Providers, Schuffman said, create cost reports, which take all their costs and divide them by the number of visits they anticipate.
Medicaid paid poorly for mental health services, he said, so providers couldn’t afford to offer psychiatry. Through a prospective payment system, they can.
The clinics recently produced a report showing year-over-year improvements in access and outcomes.
Data collected four years ago, before the project started, show 119,002 Missourians had access to CCBHCs. The report shows that number has increased to 146,665 — a 23 percent increase.
The project had a focus on veterans, Schuffman said, and veterans served increased by 19 percent to 2,993.
Another goal was to decrease unnecessary and repetitive use of emergency rooms and hospital services for mental health. The data show emergency rooms have had 36 percent fewer visits, and there have been 20 percent fewer hospitalizations.
Before the project started, 3,128 patients received medication-assisted treatments. Through the program that number has increased to 6,292.
“One of the key treatments for opioid disorders is medication-assisted treatment,” he said. “Medication-assisted treatments more than doubled during the demonstration, which saves money and saves lives.”

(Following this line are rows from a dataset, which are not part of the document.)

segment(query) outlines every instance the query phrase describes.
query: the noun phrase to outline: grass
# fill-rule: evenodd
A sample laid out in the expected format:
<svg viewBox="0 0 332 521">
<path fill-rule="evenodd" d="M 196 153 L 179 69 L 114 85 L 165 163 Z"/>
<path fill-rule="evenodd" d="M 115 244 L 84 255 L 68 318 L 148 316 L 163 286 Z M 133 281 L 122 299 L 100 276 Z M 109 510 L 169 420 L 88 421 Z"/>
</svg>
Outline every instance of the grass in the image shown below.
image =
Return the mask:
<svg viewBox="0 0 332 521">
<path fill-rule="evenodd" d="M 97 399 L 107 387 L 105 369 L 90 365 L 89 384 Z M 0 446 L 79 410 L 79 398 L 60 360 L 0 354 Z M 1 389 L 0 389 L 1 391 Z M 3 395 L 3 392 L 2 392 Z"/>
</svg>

Another major component of the project is to relieve law enforcement of the burden placed on it to offer mental health services. From July 2017 through September 2020, law enforcement officers have referred 76,451 people with whom they’ve had encounters to mental health providers, rather than taking them to emergency rooms or arresting them.
“If we get them into treatment, we get them out of jails,” Schuffman said. Among the greatest supporters of the program are local law enforcement agencies and police chiefs.”
And several CCBHCs have expanded outreach to schools, he said.
“They engage people, engage families and get them into treatment,” he said.
The report shows 74 percent of adults and 78 percent of youths sought and received follow-up care within 30 days after hospitalization.
“One of the best predictors of being re-hospitalized is whether you follow up after being released from the hospital,” Schuffman said. “(Follow-ups) divert people from further hospitalization.”